International participants from 15 countries including USA, UK, France, India, Sri Lanka, Congo, Lao PDR, Netherlands, Germany, Myanmar, Haiti, and Norway attended the conference and visited the management information system of DGHS, its local health bulletin and national data centre, and participated in interactions with district and upazila level health managers through video conference as part of their regular monitoring system with DGHS. International participants also visited the Government Employee hospital in Dhaka and the Kaliganj Upazila Health Complex in Gazipur district to inspect individual patient records collected under the hospital automation process through Open MRS software, as well as inspecting the process of birth and death registration through the vital registration system.
For icddr,b and other development partners, the D4D Conference created a space to highlight global and regional progress to date in strengthening health information systems, showcase e-health innovations through marketplace, present the country status on ensuring access to information and data visualization. The conference successfully brought together government officials, development partners, leaders from the private sector, academicians, researchers, civil society, media and other national and international stakeholders.
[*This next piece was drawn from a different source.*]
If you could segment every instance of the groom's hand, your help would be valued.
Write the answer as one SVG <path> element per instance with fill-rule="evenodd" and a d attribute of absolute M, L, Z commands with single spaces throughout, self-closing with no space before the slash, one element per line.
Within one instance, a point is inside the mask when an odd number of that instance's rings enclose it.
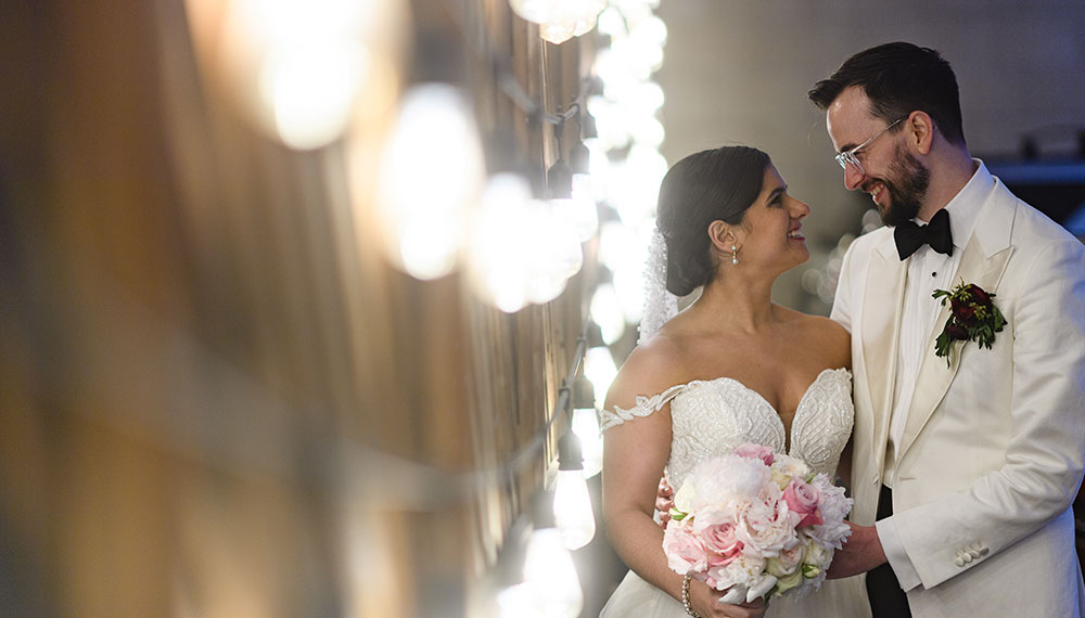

We still have a long way to go before the vision of integrating health data culture with health policy presented at the D4D conference can become a concrete reality in resource-deprived settings like Bangladesh. We need to invest more in strengthening capacities for data collection and management. Increased alignment between disparate stakeholders is needed to build country health information systems that can deliver truly accountable and effective health services in line with the UN Sustainable Development Goals.
Bangladesh has already made remarkable progress in achieving the Millennium Development Goals, especially in reducing maternal and child mortality. This success was achieved through a combination of global cooperation and unwavering commitment to the principles of evidence-based health policy. By highlighting the urgency of improved health information systems for designing and implementing public health, the D4D conference carried the spirit of this progress forward.